2026 BAFTA Nominations Are In: ‘One Battle After Another’ Leads
The 2026 BAFTA Film Award nominations have officially been unveiled, and this year’s lineup signals a powerful convergence of British storytelling and awards-season momentum.
Announced Tuesday ahead of the February 22 ceremony at London’s Royal Festival Hall, the nominations crown Paul Thomas Anderson’s One Battle After Another as the most-nominated film of the year, earning 14 nods. Close behind is Ryan Coogler’s Sinners with 13 nominations, continuing its record-breaking awards run after becoming the Academy’s most-nominated film in Oscar history.

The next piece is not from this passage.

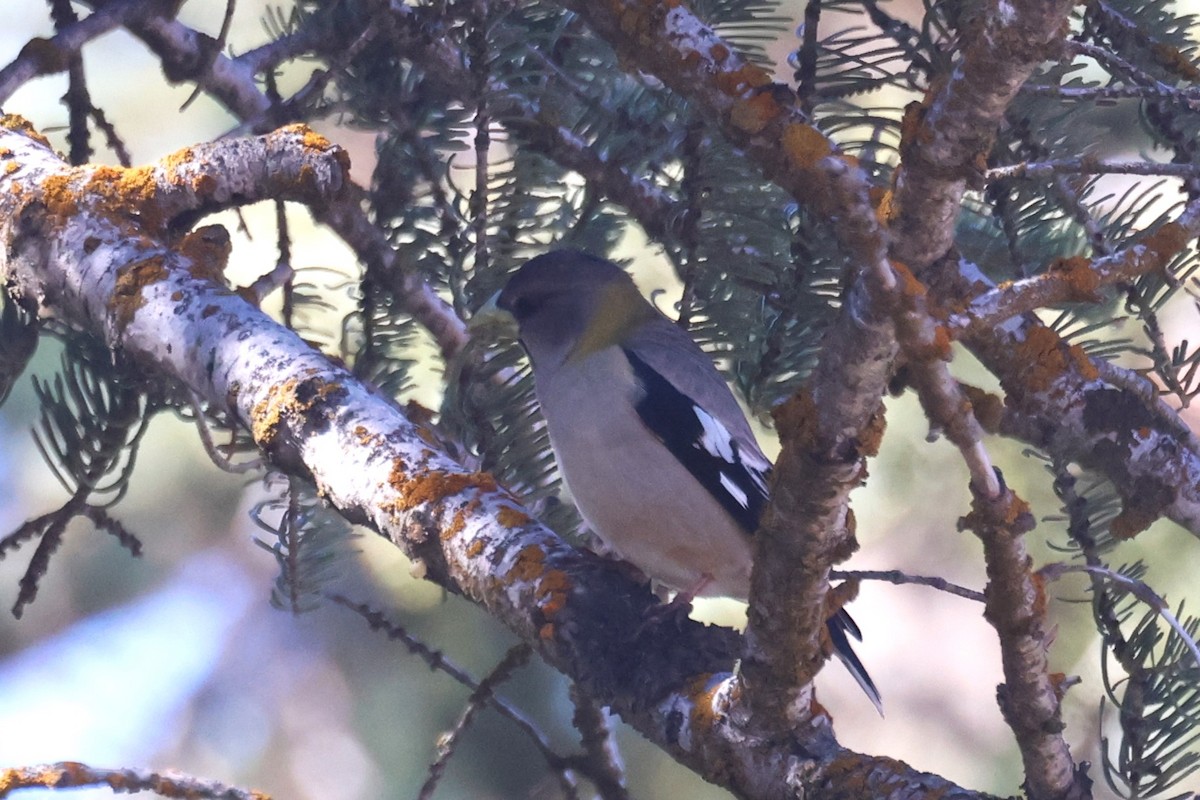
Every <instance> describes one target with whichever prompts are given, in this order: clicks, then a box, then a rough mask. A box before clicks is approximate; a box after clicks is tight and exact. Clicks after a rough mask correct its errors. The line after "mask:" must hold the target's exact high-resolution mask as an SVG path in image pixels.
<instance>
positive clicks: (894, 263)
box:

But one of the morning’s most historic moment belongs to Chloé Zhao, whose Shakespeare-inspired drama Hamnet landed 11 nominations, making it the most-nominated film ever by a female director in BAFTA history.
Best Film: Auteurs Dominate the Field
The Best Film category reads like a festival programmer’s dream, with the typical prestige heavyweights side by side:
Hamnet
Marty Supreme
One Battle After Another
Sentimental Value
Sinners
Josh Safdie’s manic table tennis comedy Marty Supreme, anchored by Timothée Chalamet, continues to thrive, matching Hamnet with 11 nominations. Meanwhile, Guillermo del Toro’s Frankenstein and Joachim Trier’s Sentimental Value follow closely behind with eight nods each, reaffirming BAFTA’s ongoing embrace of emotionally expansive, director-driven cinema.
British Films Get Their Moment
While international auteurs dominated the top categories, British cinema made a meaningful showing in Outstanding British Film, one of BAFTA’s most closely watched races.
Standouts include:
I Swear, Kirk Jones’ open-hearted drama about Tourette syndrome, which earned five nominations, including a Leading Actor nod for Robert Aramayo and a Supporting Actor mention for Peter Mullan.
The Ballad of Wallis Island, a tender, quietly devastating favorite, secured three nominations, including Outstanding British Film, Adapted Screenplay, and Supporting Actress for Carey Mulligan.
The latter has emerged as a favorite, a deeply British story about grief, music, and connection that feels cut from the same cloth as Local Hero and I Know Where I’m Going!.
Acting Races: Breakouts, First-Timers, and Heavyweights
Leading Actor
The Leading Actor lineup blends global stars with deeply British performances:
Robert Aramayo (I Swear)
Timothée Chalamet (Marty Supreme)
Leonardo DiCaprio (One Battle After Another)
Ethan Hawke (Blue Moon)
Michael B. Jordan (Sinners)
Jesse Plemons (Bugonia)
Leading Actress
The Leading Actress race is equally stacked, featuring:
Jessie Buckley (Hamnet)
Rose Byrne
Kate Hudson (Song Sung Blue)
Chase Infiniti (One Battle After Another)
Renate Reinsve (Sentimental Value)
Emma Stone (Bugonia)
This year also marks a significant wave of first-time BAFTA nominees, including Michael B. Jordan, Chase Infiniti, Odessa A’zion, Teyana Taylor, Robert Aramayo, and Inga Ibsdotter Lilleaas, a sign of BAFTA’s openness to emerging and international talent.
Craft Categories Cement the Front-Runners
Across technical categories, the same heavyweights continue to dominate. Frankenstein, Sinners, Marty Supreme, and One Battle After Another repeatedly appear in cinematography, production design, sound, editing, and score, signaling where BAFTA’s craft branches are leaning.
Meanwhile, Wicked: For Good surfaced in costume design and makeup and hair, despite being absent from top categories, mirroring its uneven performance across awards season.
Top Nominees at a Glance
14 nominations: One Battle After Another
13 nominations: Sinners
11 nominations: Hamnet, Marty Supreme
8 nominations: Frankenstein, Sentimental Value
Looking Ahead to BAFTA Night
Hosted by Alan Cumming, the 2026 BAFTA Film Awards will take place Sunday, February 22, at London’s Royal Festival Hall. With auteur cinema ascendant, British films surging, and several historic milestones already set, the ceremony is shaping up to be a major bellwether for the remainder of awards season.
If this year’s nominations prove anything, it’s that BAFTA is leaning confidently into bold storytelling, grief-stricken Shakespeare, blood-soaked vampire allegories, and all.